Investimenti stabili, cresce l’attenzione all’energia
Secondo il focus sugli investimenti di Unioncamere Lombardia, nel 2025 la propensione a investire si mantiene complessivamente stabile, con una lieve attenuazione dovuta all’incertezza e agli elevati costi finanziari. L’industria resta il comparto più attivo: il 64% delle imprese ha investito, soprattutto in impianti, macchinari e veicoli per rinnovare e aumentare la capacità produttiva. Cresce anche l’attenzione al risparmio energetico, in particolare tra le imprese artigiane.
Auricchio: «L’export è il nostro scudo»
«Il 2025 si archivia come un anno positivo per la manifattura lombarda: la crescita media regionale dell’1,2%, in netto contrasto con il dato nazionale fermo al -0,5%, evidenzia la buona tenuta delle nostre imprese in un contesto geopolitico estremamente complesso – ha dichiarato Gian Domenico Auricchio, presidente di Unioncamere Lombardia –. Il vero fattore di successo rimane la nostra proiezione internazionale. Con una quota di fatturato estero che sfiora il 39%, l’industria lombarda ha saputo bilanciare la debolezza della domanda interna».
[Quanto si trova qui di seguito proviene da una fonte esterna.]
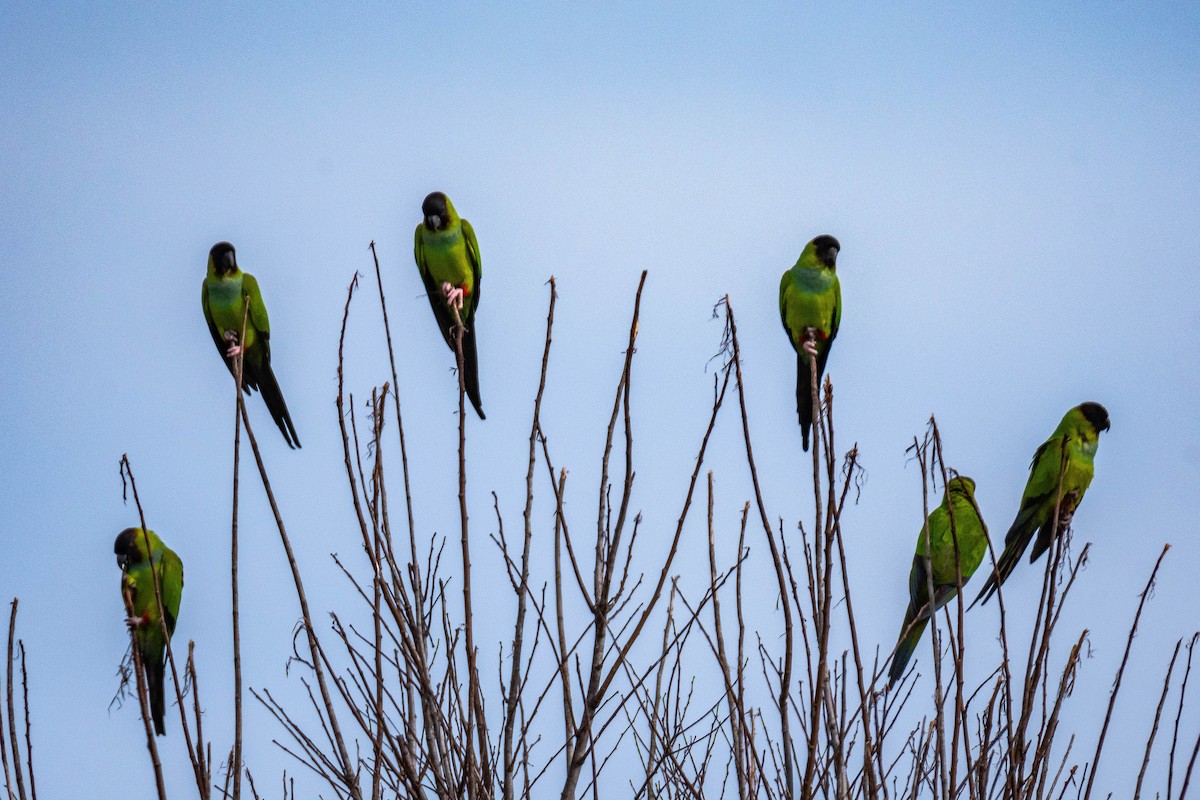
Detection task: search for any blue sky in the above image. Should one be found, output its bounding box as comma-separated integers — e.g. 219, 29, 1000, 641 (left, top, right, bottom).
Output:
0, 4, 1200, 798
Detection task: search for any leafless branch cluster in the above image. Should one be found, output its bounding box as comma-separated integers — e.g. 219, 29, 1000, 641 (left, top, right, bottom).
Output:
0, 262, 1200, 800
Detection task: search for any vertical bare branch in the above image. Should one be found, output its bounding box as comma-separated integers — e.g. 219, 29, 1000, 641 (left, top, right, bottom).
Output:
503, 275, 558, 800
1084, 545, 1171, 800
0, 597, 26, 800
Auricchio ha sottolineato la necessità di accompagnare maggiormente le piccole imprese nei percorsi di internazionalizzazione, trasformando il «saper fare» lombardo in una forza competitiva globale.
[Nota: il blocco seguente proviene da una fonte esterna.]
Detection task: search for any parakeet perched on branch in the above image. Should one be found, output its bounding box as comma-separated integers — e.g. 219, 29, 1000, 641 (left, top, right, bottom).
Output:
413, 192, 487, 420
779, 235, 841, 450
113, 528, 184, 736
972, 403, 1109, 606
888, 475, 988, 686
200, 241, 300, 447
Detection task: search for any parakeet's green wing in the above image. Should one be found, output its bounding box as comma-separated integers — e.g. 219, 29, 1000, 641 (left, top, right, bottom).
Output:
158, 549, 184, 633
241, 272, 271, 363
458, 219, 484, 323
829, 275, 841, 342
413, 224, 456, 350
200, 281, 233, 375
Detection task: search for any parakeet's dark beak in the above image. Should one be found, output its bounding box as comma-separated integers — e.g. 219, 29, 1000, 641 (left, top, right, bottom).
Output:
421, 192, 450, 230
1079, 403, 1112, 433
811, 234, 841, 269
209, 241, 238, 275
Guidesi: «Rafforzare innovazione e filiere»
«I dati confermano la solidità del sistema manifatturiero lombardo e delle sue filiere complete – ha affermato Guido Guidesi, assessore allo Sviluppo economico di Regione Lombardia –. La forte vocazione internazionale resta un punto di forza decisivo. Allo stesso tempo emerge la necessità di accompagnare le realtà meno dimensionate nei percorsi di apertura ai mercati esteri».
Guidesi ha ribadito l’impegno della Regione nel sostenere innovazione e competitività, anche attraverso le zone di innovazione e sviluppo.
Pasini: «Serve un Industrial Accelerator Act»
Per Giuseppe Pasini, presidente di Confindustria Lombardia, la Lombardia industriale mostra «solidità e capacità competitiva», ma persistono difficoltà nei settori più esposti a incertezze normative e tensioni internazionali.
«Nel 2026 serve far ripartire gli investimenti, rafforzare il mercato interno, proteggere le produzioni Made in EU ed eliminare i dazi interni come ETS, burocrazia e caro energia. Le imprese si aspettano molto dall’Industrial Accelerator Act», ha sottolineato.
Massetti: «Energia competitiva per le MPI»
«Il 2025 si chiude con un segno positivo per l’artigianato e le MPI lombarde, ma la crescita resta fragile, sostenuta più dall’estero che dalla domanda interna – ha spiegato Eugenio Massetti, presidente di Confartigianato Lombardia –. Il principale fattore critico è l’aumento dei costi di produzione, con l’energia al centro del problema competitivo europeo».
Secondo Massetti, per trasformare la resilienza in crescita strutturale servono energia competitiva, strumenti semplici per investire e un sistema formativo allineato alle esigenze delle imprese.